“Maybe the surest way to know the self is not through looking in the mirror but going out for a walk.” – Mark Doty
I’ve been thinking about what is the poetry beyond the broken lines in verse novels. I love the muscle of narrative’s bright beginning, the arc to a climax, and reconciliation or fresh questions at the end. There’s something great about the shape of a beginning, middle, and end, going from A up to B and back down to C. In Aspects of the Novel, E.M. Forester distinguishes between story, giving the example of “the king died” and plot, which deepens and complicates into “the king died of grief.” Now there’s cause and effect, and emotion. It’s that element of feeling, which may be called lyric, which may bring the verse into narrative verse.
Of course feelings don’t mean gushing. Instead, it’s good to be on the lookout for the telling details that will lead to an inner life. One of poetry’s subversive powers is to ask us to slow down. I set my characters strolling, long looking, and perhaps finding a way inside.
Simply beautiful.

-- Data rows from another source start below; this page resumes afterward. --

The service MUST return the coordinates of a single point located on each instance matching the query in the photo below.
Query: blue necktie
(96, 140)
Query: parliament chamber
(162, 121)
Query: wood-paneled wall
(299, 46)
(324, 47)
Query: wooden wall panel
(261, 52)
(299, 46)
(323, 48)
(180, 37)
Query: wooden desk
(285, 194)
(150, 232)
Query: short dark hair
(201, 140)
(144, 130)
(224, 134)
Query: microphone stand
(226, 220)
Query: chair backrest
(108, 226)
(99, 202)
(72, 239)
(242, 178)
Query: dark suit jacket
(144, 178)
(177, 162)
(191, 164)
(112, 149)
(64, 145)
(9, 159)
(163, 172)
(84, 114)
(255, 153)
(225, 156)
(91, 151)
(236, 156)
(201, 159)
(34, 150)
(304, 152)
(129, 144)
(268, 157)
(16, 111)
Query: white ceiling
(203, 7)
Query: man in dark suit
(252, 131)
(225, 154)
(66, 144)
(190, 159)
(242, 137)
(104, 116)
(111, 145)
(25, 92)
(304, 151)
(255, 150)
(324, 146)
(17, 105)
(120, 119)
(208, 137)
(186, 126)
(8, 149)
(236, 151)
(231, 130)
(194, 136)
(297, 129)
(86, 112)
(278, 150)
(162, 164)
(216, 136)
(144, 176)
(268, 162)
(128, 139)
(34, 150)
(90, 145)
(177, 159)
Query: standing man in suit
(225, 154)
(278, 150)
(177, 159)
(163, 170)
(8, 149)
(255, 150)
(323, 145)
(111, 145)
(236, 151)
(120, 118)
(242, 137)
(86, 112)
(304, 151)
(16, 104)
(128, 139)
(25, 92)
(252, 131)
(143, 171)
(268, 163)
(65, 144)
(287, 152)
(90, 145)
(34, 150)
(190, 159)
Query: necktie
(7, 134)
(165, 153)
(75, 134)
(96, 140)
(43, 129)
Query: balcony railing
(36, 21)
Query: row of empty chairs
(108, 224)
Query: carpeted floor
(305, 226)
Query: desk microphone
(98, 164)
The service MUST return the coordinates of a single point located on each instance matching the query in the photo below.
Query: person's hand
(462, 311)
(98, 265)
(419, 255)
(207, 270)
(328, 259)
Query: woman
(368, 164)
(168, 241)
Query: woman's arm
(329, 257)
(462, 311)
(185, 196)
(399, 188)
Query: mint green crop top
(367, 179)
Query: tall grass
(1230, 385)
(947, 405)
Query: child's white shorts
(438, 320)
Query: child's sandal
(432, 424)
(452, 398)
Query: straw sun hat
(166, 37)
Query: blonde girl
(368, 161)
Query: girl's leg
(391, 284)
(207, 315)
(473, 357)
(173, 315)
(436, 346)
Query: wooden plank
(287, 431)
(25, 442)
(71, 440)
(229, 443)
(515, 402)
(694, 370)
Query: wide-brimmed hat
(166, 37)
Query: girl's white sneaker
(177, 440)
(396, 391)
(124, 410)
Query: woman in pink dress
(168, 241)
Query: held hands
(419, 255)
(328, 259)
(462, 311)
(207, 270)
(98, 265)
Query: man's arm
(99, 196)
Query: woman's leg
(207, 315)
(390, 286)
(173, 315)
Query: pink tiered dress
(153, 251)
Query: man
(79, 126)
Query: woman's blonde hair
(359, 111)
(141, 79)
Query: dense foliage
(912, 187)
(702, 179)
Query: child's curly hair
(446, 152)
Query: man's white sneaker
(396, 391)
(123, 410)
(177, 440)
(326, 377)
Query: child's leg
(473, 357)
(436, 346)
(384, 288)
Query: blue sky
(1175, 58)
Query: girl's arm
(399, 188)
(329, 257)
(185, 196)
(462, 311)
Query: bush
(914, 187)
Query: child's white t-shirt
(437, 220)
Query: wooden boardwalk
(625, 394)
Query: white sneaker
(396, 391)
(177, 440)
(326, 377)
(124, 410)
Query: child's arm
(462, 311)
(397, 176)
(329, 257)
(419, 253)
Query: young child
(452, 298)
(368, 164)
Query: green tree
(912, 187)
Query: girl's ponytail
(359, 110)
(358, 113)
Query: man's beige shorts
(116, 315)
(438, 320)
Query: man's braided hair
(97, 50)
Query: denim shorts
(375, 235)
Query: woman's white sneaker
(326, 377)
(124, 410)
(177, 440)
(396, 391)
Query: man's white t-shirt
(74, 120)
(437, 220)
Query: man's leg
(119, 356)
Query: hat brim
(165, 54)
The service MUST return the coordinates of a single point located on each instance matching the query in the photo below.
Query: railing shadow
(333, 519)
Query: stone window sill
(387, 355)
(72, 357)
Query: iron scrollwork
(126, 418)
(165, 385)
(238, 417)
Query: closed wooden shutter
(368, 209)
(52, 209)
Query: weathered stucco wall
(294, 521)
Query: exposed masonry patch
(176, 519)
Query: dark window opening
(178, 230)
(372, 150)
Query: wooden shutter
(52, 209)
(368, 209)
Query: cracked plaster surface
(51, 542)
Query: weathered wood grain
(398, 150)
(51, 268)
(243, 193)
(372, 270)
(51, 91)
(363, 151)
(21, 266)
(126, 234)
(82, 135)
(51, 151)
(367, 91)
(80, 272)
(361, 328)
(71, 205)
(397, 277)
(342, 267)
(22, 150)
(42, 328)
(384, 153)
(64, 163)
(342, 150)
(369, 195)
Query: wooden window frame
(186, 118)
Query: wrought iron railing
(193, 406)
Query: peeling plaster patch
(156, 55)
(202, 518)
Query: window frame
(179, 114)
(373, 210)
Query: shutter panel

I like the possibilities of your last sentence – that you set your characters on a stroll to plumb themselves, experience their own revelations, or that you set out on a stroll accompanied by your characters, who slowly reveal themselves to you.
By: Sarah Lamstein on March 5, 2015
at 5:58 pm
It is wonderful when the setting or character you started out with so roughly shows you possibilities. Thank you, Sarah.
By: jeannineatkins on March 6, 2015
at 1:13 am
A walk sounds like just hte thing. What a lovely post.
By: Kelly Ramsdell Fineman on March 6, 2015
at 6:48 pm
Hearing some spring birds on the walks — or at least that’s what i’m telling myself those new sounds are. I think there will be mad screams all across New England and beyond when any signs of green appear.